Ella untó el miembro con una poca cantidad de saliva, busco a ciegas y siempre mirando la habitación de la tía. Nunca es bueno confiarse con nada se dijo.

Hizo un ademán con la muñeca que posicionará verticalmente y espléndidamente el miembro de Pedro y dejando libre el velo que permitiría el encuentro, levantó los muslos, sintió una cierta tensión, pero la excitación pudo más. Fue como si las partes se dieran un beso. No fue un ingreso directo, sino un simple roce zigzagueante, antes de saborear cada hendidura. Ella en un momento vio  la ventana, y las cortinas de la habitación de la tía sacudirse. El pavor se apoderó de ella, los muslos, las piernas le abandonaron por un segundo, y se dejó caer hasta que Pedró la penetrase y sintieran sus límites. El temor y  el éxtasis se conjuntaron, y ella se venció a la perversión de imaginarse observada gimiendo.. 

-Quieto, le dijo Mariella

 Pedro había cerrado los ojos y abría la boca como aspirando más aire, que inflace su ímpetu ubicado entre las piernas.

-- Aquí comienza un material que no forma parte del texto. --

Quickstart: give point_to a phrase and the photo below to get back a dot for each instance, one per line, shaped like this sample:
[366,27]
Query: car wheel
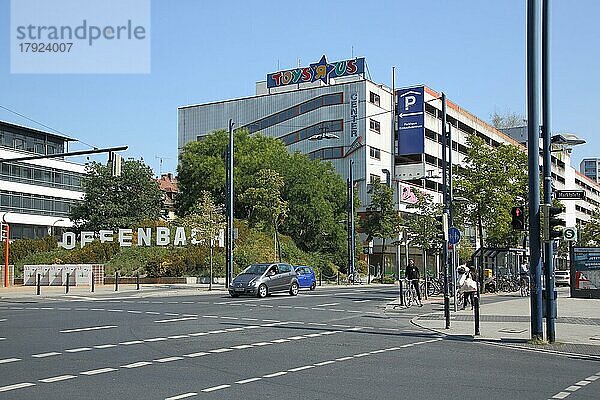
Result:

Mariella notó que las cortinas se movían a causa del viento y pudo retomar los movimientos verticalizados, claro que con la orden clara hacia Pedro.

-Mientras subo, elevame con tus manos.Tenme bien agarrada.

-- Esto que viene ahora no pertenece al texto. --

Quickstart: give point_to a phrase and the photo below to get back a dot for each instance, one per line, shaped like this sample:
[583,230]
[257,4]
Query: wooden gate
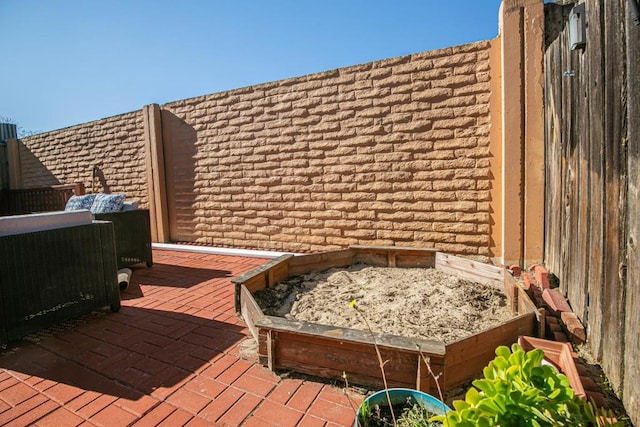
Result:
[592,137]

Había pasado mucho tiempo desde que se sintieron y el pasadizo por el cual algunos domingos Mariella a solas escuchaba a los vecinos discutir y otras escuchar música alta, ahora era el escenario de  las voces trémulas y casi sufridas de ambos. El tecleteo de la piel golpeada, a forma de aplausos mientras Mariella devoraba a Pedro subiendo y bajando. Qué es el temor de ser descubierto ante lo liviano  de no pensar y sólo dejarse ser.

En ocasiones, la ropa íntima impedía ver a Pedro ingresar hacia ella, deseaba hacer uso de sus manos, pero Mariella que recordaba esos detalles, esporádicamente, estiraba las tiras, las sacudía entre su piel y le preguntaba en forma de ruego a Pedro si le gustaba:

-Así te gusta?

Ella, apoyada de brazos en los muros miraba la ventana y deseaba que alguien la mirase, que vieran no sólo su tía,  si pudiese todo el mundo su rostros descomponerse  ante el movimiento, como sus senos  se salían de la ropa íntima y se sacudían, vibrando y estimulandola en un sentido imposible de comunicar a cualquiera.El ejercicio extenuante era bien preciado, pues comenzaba a sentir hormigueos que se instauraron desde el centro mismo del vientre y se repartían a todas y cada una de sus partes, ella conocía ese sabor, ese sentido, esa sensibilidad. Se llamaba orgamos, pero para ella era su propia pertenencia con sigo misma.Lo conseguía sola, pero es indescriptible encontrarlo con otra persona. Su orgamos se elaboraba y ella aullaba y gemía, viendo a la ventana como si fuera la luna, deseando que alguien más constatara y se sintiera bien con su placer.